If you are a baby boomer or a fan of the Nickelodeon and TV Land channels, you now have that stupid song stuck in your head. And right about now the late Eva Gabor’s voice is whining between your ears, “Newwww York is where I’d rather stay, I get allergic smelling hay…”
Don’t you hate it when a dumb song gets stuck in your head? Why don’t any good tunes ever get stuck there? It’s always themes to silly sitcoms or advertising jingles. “Rhapsody in Blue” never gets stuck in anyone’s head, nor does “Beethoven’s Fifth” or anything from Springsteen’s early albums, back before he became a cry-baby social activist. (“The chores!”)
I find that good tunes are stored somewhere inside my head, they just don’t get stuck in my consciousness all day long. When I concentrate on “Rhapsody in Blue,” I can hear some of those gorgeous piano solos for a few brief moments, but as soon as I stop concentrating, a sitcom theme comes right back. (“The stores!”)
With silly tunes, just one little sound bite in enough to have the entire song blaring in my brain for the entire day. I know you’re angry about the rude way I sprung “Green Acres” on you without warning, but if it’s any consolation, that melody, along with Eddie Albert and Eva’s voices, will torment me also until I fall asleep tonight—and possibly many hours afterward. (“Fresh air!”)
Any way you slice it, the human brain is a remarkable organ (and if you slice my brain, little musical notes, along with a bunch of Red Sox trivia, will come spilling out). How the brain can store numerous 1960s TV theme songs and instantly recall exact lyrics at the slightest prompt is amazing. And in my case, it’s even more amazing when you consider how many brain cells I killed in the 1970s and early ‘80s. (“Times Square!”)
On the other hand, my brain is remarkably ineffective at storing and instantly recalling important information, such as my anniversary date, where I put my car keys, and my next-door neighbor’s first name.
Once my brain forgot all three of those items at the same time. Last year I came home from work and found my two daughters staring at me as I walked through the door. Since I was carrying only a briefcase and not a bouquet of flowers or a box of chocolates or a new dining room set under my arm, they ran over and whispered in my ear a reminder of what day it was. “Today is Annie Verse’s birthday? Who is she?” They whispered again, slower this time, and when I realized what they were saying, I ran back to my car to go buy a gift.
As I approached my car in the driveway, I reached into my pocket for the keys—nothing. I peered through the window to see if I had left them in the ignition—not there either.
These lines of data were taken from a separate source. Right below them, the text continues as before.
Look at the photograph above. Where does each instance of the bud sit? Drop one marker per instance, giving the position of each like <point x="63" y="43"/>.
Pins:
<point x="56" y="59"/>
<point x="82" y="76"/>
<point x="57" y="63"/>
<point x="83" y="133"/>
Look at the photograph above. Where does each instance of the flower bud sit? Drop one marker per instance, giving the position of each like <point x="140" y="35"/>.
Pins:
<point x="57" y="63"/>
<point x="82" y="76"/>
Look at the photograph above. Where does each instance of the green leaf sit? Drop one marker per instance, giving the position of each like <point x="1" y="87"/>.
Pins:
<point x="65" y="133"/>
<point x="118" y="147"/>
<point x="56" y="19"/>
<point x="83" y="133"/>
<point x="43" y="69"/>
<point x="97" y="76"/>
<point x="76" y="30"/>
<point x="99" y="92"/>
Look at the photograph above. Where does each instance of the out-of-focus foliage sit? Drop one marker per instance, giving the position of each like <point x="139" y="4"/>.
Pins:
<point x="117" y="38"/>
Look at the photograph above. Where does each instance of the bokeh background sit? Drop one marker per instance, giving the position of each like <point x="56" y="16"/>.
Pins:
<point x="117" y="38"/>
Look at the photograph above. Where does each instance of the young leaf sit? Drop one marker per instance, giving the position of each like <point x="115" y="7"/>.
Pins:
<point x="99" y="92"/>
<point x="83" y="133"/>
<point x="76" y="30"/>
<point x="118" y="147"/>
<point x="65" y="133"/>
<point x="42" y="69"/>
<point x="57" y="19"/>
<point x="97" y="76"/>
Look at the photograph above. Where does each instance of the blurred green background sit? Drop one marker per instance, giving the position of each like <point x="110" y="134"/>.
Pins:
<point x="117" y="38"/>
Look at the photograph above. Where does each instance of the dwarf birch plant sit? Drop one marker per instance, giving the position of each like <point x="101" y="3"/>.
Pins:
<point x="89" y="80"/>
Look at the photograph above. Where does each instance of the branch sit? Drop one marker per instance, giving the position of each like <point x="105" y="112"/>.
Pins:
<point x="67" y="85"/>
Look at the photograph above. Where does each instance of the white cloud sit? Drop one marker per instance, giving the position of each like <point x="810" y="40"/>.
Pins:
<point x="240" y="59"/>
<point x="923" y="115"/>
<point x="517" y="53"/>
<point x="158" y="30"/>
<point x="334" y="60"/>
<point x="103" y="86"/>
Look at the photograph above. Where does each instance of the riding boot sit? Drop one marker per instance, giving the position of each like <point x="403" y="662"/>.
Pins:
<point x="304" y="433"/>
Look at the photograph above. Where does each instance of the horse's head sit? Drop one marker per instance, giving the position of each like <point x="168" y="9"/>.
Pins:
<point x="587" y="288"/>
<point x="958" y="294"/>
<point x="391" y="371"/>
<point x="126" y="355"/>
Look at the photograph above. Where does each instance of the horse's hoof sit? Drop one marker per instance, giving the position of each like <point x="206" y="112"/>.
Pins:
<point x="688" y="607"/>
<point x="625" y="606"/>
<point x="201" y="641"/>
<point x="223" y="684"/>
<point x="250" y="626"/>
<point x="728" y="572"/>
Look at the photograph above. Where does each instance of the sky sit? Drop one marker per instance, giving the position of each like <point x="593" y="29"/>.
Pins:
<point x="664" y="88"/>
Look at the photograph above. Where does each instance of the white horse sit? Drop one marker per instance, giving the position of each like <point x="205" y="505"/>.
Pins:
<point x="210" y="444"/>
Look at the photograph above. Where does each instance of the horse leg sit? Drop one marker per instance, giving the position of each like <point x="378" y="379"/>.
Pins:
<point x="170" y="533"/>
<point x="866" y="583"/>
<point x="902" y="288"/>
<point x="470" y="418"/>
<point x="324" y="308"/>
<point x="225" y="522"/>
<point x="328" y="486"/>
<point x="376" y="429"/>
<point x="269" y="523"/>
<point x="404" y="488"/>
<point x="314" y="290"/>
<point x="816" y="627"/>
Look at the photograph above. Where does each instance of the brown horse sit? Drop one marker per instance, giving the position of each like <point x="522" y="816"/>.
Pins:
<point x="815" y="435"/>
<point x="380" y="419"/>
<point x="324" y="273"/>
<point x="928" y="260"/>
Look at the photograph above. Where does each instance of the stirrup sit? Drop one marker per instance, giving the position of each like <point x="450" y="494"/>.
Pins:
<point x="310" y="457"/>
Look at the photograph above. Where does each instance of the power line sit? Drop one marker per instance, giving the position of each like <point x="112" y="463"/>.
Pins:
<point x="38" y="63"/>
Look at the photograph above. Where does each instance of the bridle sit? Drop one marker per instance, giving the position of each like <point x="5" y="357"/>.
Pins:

I frantically began patting my pants and jacket pockets in search of the keys, looking a lot like a man trying to put out invisible flames. Just then my next-door neighbor called out, “Whatcha doing, Bill?”
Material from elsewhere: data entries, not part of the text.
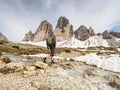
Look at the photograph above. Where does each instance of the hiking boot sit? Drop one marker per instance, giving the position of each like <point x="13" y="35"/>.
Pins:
<point x="52" y="62"/>
<point x="44" y="59"/>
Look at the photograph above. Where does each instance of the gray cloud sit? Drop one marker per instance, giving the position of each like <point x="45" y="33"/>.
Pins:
<point x="19" y="16"/>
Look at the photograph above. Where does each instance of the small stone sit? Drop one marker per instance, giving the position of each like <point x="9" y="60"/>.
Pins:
<point x="41" y="64"/>
<point x="30" y="68"/>
<point x="29" y="73"/>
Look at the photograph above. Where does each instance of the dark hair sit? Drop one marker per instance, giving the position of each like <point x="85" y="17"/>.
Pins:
<point x="51" y="34"/>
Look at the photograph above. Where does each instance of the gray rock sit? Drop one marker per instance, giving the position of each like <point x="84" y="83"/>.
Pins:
<point x="28" y="36"/>
<point x="106" y="35"/>
<point x="81" y="33"/>
<point x="91" y="31"/>
<point x="115" y="34"/>
<point x="3" y="38"/>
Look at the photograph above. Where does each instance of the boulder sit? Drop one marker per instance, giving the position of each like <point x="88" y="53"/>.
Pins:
<point x="41" y="64"/>
<point x="2" y="64"/>
<point x="6" y="59"/>
<point x="28" y="36"/>
<point x="91" y="31"/>
<point x="43" y="31"/>
<point x="81" y="33"/>
<point x="63" y="29"/>
<point x="115" y="34"/>
<point x="12" y="67"/>
<point x="3" y="38"/>
<point x="106" y="35"/>
<point x="29" y="73"/>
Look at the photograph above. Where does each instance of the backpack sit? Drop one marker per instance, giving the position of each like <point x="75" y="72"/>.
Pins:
<point x="49" y="40"/>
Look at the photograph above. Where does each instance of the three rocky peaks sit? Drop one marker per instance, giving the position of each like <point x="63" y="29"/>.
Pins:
<point x="64" y="30"/>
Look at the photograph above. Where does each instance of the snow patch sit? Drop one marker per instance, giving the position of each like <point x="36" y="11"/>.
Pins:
<point x="111" y="62"/>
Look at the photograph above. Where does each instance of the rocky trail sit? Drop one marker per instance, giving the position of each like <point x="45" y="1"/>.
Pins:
<point x="64" y="75"/>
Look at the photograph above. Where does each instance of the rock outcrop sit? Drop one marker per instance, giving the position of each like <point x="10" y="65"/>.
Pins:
<point x="115" y="34"/>
<point x="82" y="33"/>
<point x="63" y="29"/>
<point x="28" y="36"/>
<point x="106" y="35"/>
<point x="3" y="38"/>
<point x="43" y="31"/>
<point x="91" y="31"/>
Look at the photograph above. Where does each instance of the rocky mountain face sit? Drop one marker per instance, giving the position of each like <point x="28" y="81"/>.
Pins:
<point x="43" y="31"/>
<point x="115" y="34"/>
<point x="63" y="29"/>
<point x="106" y="35"/>
<point x="28" y="36"/>
<point x="3" y="38"/>
<point x="81" y="33"/>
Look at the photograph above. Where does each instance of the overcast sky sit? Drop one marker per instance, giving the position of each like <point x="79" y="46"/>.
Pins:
<point x="17" y="17"/>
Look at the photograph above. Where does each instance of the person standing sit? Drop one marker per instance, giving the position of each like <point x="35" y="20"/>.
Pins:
<point x="51" y="45"/>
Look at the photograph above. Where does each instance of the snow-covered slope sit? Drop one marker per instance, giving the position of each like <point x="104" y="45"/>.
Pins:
<point x="111" y="63"/>
<point x="74" y="43"/>
<point x="91" y="42"/>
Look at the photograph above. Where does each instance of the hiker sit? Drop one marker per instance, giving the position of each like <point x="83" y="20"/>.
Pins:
<point x="51" y="44"/>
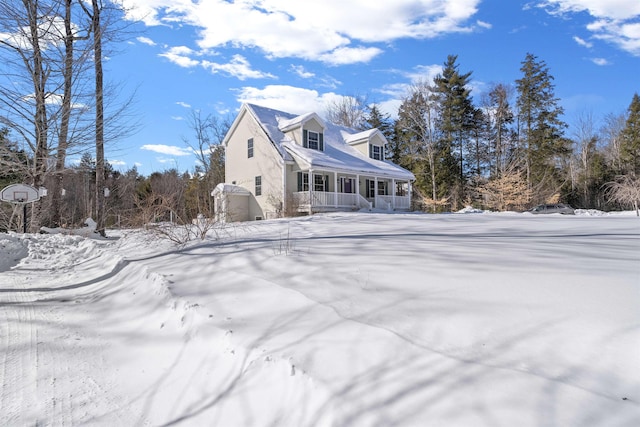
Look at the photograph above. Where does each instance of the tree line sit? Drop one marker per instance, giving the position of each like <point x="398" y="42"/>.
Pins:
<point x="509" y="150"/>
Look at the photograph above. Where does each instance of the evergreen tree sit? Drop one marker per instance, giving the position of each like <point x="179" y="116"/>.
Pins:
<point x="630" y="141"/>
<point x="456" y="120"/>
<point x="500" y="117"/>
<point x="417" y="133"/>
<point x="374" y="118"/>
<point x="541" y="128"/>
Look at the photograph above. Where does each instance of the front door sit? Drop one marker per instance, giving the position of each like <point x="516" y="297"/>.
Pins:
<point x="346" y="185"/>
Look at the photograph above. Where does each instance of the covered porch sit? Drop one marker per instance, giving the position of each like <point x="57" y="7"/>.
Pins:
<point x="326" y="190"/>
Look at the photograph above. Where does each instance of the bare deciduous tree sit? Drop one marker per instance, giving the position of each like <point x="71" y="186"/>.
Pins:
<point x="625" y="191"/>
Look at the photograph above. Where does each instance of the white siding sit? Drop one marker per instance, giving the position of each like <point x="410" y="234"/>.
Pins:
<point x="266" y="163"/>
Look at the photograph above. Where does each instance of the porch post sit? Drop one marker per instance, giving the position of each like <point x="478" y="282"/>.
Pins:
<point x="335" y="189"/>
<point x="393" y="192"/>
<point x="375" y="192"/>
<point x="311" y="183"/>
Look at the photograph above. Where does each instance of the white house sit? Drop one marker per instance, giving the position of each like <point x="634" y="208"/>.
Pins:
<point x="278" y="163"/>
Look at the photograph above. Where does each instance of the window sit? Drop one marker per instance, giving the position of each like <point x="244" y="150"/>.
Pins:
<point x="303" y="181"/>
<point x="258" y="186"/>
<point x="312" y="140"/>
<point x="375" y="152"/>
<point x="320" y="183"/>
<point x="401" y="190"/>
<point x="370" y="188"/>
<point x="382" y="188"/>
<point x="250" y="148"/>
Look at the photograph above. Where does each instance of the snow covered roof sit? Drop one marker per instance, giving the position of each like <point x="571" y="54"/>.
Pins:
<point x="360" y="136"/>
<point x="223" y="188"/>
<point x="337" y="155"/>
<point x="287" y="124"/>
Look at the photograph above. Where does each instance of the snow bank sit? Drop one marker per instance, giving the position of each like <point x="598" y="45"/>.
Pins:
<point x="12" y="249"/>
<point x="328" y="320"/>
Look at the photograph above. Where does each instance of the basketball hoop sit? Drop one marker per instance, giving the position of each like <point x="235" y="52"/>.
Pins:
<point x="21" y="194"/>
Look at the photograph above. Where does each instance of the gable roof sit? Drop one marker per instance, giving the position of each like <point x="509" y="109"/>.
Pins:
<point x="337" y="155"/>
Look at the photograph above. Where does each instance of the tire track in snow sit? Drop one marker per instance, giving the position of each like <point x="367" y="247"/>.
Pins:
<point x="19" y="379"/>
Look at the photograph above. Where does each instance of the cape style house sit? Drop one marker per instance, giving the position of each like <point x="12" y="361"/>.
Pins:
<point x="278" y="164"/>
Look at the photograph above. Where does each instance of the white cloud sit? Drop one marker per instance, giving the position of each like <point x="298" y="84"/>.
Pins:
<point x="612" y="9"/>
<point x="615" y="21"/>
<point x="239" y="67"/>
<point x="146" y="40"/>
<point x="170" y="150"/>
<point x="324" y="31"/>
<point x="350" y="55"/>
<point x="301" y="72"/>
<point x="287" y="98"/>
<point x="582" y="42"/>
<point x="179" y="55"/>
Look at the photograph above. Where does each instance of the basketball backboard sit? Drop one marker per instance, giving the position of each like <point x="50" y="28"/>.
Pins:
<point x="19" y="193"/>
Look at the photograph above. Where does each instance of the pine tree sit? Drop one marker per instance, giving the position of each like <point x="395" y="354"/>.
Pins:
<point x="375" y="118"/>
<point x="630" y="141"/>
<point x="541" y="128"/>
<point x="456" y="121"/>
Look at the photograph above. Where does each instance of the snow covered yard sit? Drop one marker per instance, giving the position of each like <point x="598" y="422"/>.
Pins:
<point x="330" y="320"/>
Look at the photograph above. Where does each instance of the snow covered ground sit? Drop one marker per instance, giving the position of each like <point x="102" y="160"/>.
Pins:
<point x="331" y="320"/>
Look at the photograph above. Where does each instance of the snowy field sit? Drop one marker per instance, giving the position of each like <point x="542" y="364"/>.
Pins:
<point x="330" y="320"/>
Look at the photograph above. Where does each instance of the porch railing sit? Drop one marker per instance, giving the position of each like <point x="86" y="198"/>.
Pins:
<point x="393" y="202"/>
<point x="327" y="199"/>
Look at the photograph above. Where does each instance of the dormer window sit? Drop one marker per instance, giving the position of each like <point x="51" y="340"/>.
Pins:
<point x="375" y="152"/>
<point x="312" y="140"/>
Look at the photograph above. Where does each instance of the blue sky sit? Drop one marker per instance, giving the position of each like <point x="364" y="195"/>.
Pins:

“Oh nothing, Bob, er, Al, er, I mean, Lou,” I replied. “Just looking for my keys.”
“It’s Dave,” he said. “What’s that in you hand?”
Well, what do you know, it was my keys; I was holding them the whole time. “Thanks, Mike,” I said sheepishly as I jumped in the car and drove off.
So, when it comes to important bits of information, my brain is a sieve. I’d like to list a few more examples for you right now, but I can’t remember any. Of course, that does not stop my brain from running a 35-year-old audio track over and over. (“You are my wife…!”)
I’ve discovered there is only one way to remove an annoying tune from your mind (besides taking LSD or the aforementioned brain slicing). You must think of a different ‘60s sitcom theme song. Two very effective songs are the themes from “The Beverly Hillbillies” and “Gilligan’s Island.” (“Goodbye city life…!”)
Pick your poison. Do you want to come an’ listen to a story ‘bout a man named Jed, or sit right back a hear a tale, a tale of a fateful trip? I prefer to suffer with the tune that’s already stuck in my head. At least that way I get to hear the whole song. (“Green Acres we are there!!”)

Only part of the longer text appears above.